上は回避運動をするプリンス・オブ・ウェールズ。

 しかし岩崎さんは和歌もよくなさる歌人でもあり、『昭和万葉集』にもお名前を連ね、文武両道の達人であることは皆さんご承知の通りです。

 岩崎さんに、私が初めてお目にかかったのは、昭和36年。もはや半世紀以上も昔のことで、かすかな記憶があるだけですが、あの当時、私の上司は小林末二郎さんでした。のちに常務になられたことはご存知の通りですが、当時は運航課といったか運航管理課といったか、その部署の課長でした。私はその下で場外申請や事業計画変更申請など、航空局への手続き申請係をしておりました。あるとき小林さんがついてくるようにといって、当時の日本橋の大同生命ビルにあった本社の2〜3軒先の喫茶店にゆき、そこで岩崎さんと小林さんとの面談がおこなわれました。

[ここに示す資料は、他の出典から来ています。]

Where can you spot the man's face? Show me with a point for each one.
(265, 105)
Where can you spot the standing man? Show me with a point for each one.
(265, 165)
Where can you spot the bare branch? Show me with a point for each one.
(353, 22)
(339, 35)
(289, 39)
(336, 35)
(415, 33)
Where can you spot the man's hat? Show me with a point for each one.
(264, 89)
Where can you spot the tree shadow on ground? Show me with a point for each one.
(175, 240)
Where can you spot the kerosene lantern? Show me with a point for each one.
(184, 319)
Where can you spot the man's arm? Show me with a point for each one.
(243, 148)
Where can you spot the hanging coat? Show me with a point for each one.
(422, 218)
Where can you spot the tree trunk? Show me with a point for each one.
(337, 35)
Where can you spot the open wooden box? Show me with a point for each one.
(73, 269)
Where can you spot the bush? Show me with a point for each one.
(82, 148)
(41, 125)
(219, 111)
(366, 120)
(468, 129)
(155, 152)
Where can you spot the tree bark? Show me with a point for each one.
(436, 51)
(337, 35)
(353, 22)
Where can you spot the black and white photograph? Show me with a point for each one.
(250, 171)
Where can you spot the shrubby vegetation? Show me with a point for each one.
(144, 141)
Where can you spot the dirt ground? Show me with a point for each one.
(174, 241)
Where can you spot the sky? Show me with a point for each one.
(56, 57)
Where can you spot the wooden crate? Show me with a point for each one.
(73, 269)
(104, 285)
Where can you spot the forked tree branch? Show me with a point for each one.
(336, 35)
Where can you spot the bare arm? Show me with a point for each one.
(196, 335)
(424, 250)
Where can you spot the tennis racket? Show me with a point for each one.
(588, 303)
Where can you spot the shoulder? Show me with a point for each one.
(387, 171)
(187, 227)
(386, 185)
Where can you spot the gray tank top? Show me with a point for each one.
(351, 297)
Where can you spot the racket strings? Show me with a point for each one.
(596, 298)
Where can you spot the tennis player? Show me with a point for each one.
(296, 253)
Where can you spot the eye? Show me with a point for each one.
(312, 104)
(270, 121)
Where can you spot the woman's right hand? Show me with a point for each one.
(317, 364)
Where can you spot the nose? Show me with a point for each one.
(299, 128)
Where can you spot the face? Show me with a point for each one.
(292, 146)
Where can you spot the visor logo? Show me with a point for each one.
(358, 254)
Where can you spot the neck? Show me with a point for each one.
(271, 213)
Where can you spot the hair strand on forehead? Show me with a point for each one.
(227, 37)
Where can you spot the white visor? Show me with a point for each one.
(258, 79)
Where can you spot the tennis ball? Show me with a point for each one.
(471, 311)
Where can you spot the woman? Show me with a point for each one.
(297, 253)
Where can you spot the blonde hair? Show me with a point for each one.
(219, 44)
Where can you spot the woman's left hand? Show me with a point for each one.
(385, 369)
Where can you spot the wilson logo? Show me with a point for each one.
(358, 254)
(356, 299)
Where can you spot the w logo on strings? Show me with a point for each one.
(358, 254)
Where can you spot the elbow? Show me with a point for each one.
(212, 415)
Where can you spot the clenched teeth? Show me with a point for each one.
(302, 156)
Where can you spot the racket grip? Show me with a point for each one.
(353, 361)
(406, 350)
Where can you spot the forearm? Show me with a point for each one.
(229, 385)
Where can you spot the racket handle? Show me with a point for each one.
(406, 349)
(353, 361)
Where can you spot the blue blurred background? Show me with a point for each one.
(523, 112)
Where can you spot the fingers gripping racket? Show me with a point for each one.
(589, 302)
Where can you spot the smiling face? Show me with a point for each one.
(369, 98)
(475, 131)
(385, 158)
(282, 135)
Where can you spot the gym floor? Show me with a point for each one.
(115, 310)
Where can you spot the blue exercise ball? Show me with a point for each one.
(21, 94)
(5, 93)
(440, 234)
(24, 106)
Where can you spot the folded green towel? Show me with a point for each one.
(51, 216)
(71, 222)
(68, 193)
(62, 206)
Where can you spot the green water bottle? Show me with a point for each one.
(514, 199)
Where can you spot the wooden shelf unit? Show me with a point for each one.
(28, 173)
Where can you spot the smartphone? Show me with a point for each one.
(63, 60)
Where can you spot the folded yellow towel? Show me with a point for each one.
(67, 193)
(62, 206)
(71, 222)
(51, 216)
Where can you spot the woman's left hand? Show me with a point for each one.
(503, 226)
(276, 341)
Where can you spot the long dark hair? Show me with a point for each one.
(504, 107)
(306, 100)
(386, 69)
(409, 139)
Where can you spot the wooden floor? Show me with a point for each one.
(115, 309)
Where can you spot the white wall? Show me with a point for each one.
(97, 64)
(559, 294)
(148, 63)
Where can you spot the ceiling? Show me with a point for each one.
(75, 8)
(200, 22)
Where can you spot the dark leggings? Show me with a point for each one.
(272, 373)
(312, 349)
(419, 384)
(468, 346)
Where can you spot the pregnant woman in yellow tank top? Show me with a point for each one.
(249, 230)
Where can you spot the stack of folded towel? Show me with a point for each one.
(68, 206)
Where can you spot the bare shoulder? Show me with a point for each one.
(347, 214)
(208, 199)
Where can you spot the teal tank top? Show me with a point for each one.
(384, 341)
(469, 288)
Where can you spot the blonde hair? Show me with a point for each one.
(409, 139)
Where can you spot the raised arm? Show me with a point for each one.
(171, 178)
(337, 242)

 あれは戦後自衛隊におられた岩崎さんの朝日ヘリコプター入社の打ち合わせだったと思います。私は黙って横に坐っていただけですが、岩崎さんの木訥な福島弁が印象にのこりました。その木訥な中に、レパルスを撃沈した闘志が秘められているわけです。

 それから間もなく、岩崎さんは朝日ヘリコプターに入社なさいました。最初はベル47で主に農薬散布などの仕事をしておられましたが、それに並行して鈴木行雄さんと今は亡き宮田豊昭さんのヘリコプター操縦訓練を担当なさいました。このお2人は、固定翼機については自衛隊で操縦してこられましたが、ヘリコプターは初めてで、岩崎さんはそのお2人をヘリコプター・パイロットとして育て上げられました。

 その後も岩崎さんは社内で多数の人材育成に当たると同時に、朝日ヘリコプターが当時最新鋭のベル204Bタービン・ヘリコプターを導入したときの最初のパイロットとして物資輸送など幅広い飛行作業に進んでゆかれました。それから後の足跡は、これから登壇なさる皆さんにおまかせするとして、もう一度岩崎さんに黄綬褒章のお祝いを申し上げます。おめでとうございます。

 祝賀会の帰りに岩崎さんのご著書『甦(よみがえ)った空』(文春文庫、2008.12.10)をいただいた。その中の著者紹介をここに再録しておきたい。

岩崎嘉秋(いわきき・よしあき)

大正7(1918)年福島県生まれ。昭和12年海兵団入団。14年第51期操縦練習生を経て航空兵に。16年美幌海軍航空隊、18年第一航空基地隊、1001航空隊などで勤務の後、飛行兵曹長で終戦を迎える。戦後海上自衛隊に勤務、ヘリコプター操縦術を習得し、除隊後朝日ヘリコプター鰍ノ入社。朝日航洋理事、新日本国内航空渇^航部長を歴任。平成20年、長年の航空活動に対し、日本航空協会より航空亀齢賞を授与される。埼玉県在住。